Todos rompieron en una carcajada y mamá fue la que bostezó. Se llevó la mano a la boca, pero no consiguió disimular el bostezo… y al momento todos bostezaron también. Estaban muy cansados… y era estupendo poder bostezar y pensar que ya podían acostarse.
—Sí, yo también tengo ganas de irme a la cama —confesó Sheila—. Tengo ganas de encontrarme en esta bonita habitación donde Penny y yo dormiremos juntas. De noche debe ser muy abrigada.
—También a mí me gusta mi cuarto, con el techo inclinado y sus ventanas salientes —añadió Benjy—. Mamita, ¿podré cerrar los postigos?
—Claro que no. Es muy sano que penetre el aire, tontuelo. No cierres los postigos ni las ventanas. Los postigos sólo deben usarse para que hagan bonito…, a menos que estalle una tremenda tormenta y haya que prevenirse contra el vendaval.
—Oh…, ojalá haga pronto una tormenta —palmoteo Penny, imaginándose ya los relámpagos y los truenos en el campo. Luego volvió a bostezar, abriendo tanto la boca que Rory se maravilló de ver que era tan grande. Y todos los niños bostezaron a la vez, por lo que la madre se puso de pie.
—Vaya, encended vuestras velas, y a la cama. Yo voy a lavar los platos y después subiré también.
Los niños encendieron las velas. Fue muy divertido. Su madre les prometió que después, antes de acostarse, iría a darles un beso en sus camitas, y ellos besaron a su padre y empezaron a desfilar por la escalera uno a uno. Las llamitas de las velas temblaban ligeramente mientras subían. La vieja casa parecía muy amable y pacífica, y algunos peldaños crujían, como dándoles la bienvenida. ¡La Granja del Sauce! Por fin se hallaban en ella. Parecía demasiado bello para ser verdad.
Los niños fueron entrando en sus respectivos dormitorios. Las camas estaban ya a punto con el embozo hacia fuera. También tenían preparados los pijamas. Y los cepillos de dientes estaban en el cuarto de baño, por lo que uno tras otro fueron a lavarse y a cepillarse la boca.
—Sí, yo estoy muy cansado —confesó Benjy al entrar en su pequeña habitación—. ¡Apenas podía mantenerme despierto!
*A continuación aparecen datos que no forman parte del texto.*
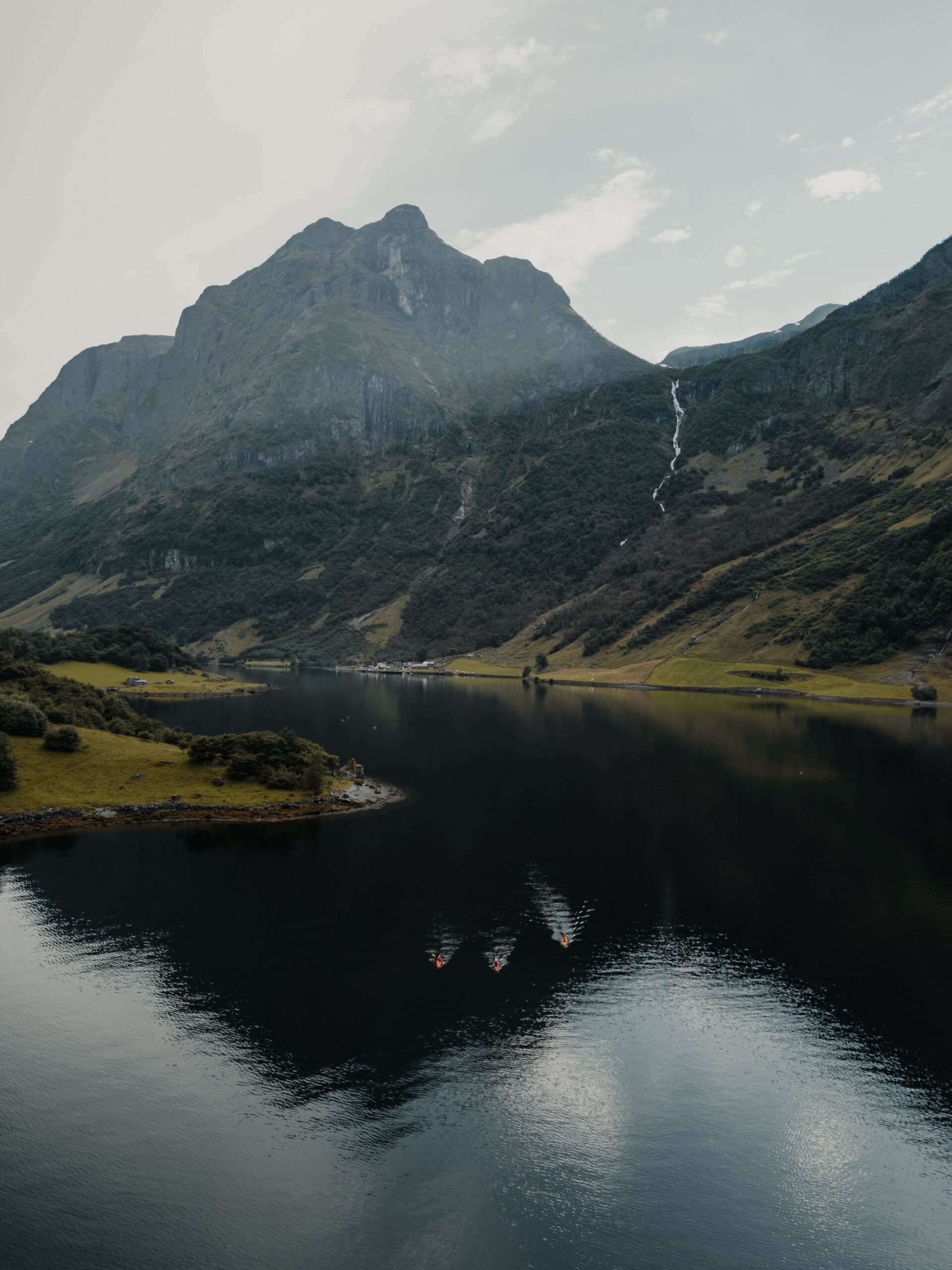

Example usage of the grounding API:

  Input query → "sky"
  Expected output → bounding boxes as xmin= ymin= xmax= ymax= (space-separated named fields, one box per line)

xmin=0 ymin=0 xmax=952 ymax=433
Todos se dieron las buenas noches. Las niñas se dirigieron a la habitación que compartían, y cada cual sé metió en su cama. Rory estaba en el cuarto contiguo. Las dos hermanitas oyeron cómo crujía su cama cuando Rory se acostó.
—¡Buenas noches! —gritó el muchacho—. ¡Mañana será muy divertido despertamos en la Granja del Sauce! Supongo que en los primeros instantes no sabré dónde estoy.
—¡Buenas noches! —le respondió Benjy—. Mañana iremos a ver al viejo Sacolín. ¡El buen viejo Sacolín!
Luego se restableció el silencio… y cuando la madre subió al cabo de diez minutos para darles las buenas noches…, no pudo hacerlo porque todos sus hijos estaban ya profundamente dormidos.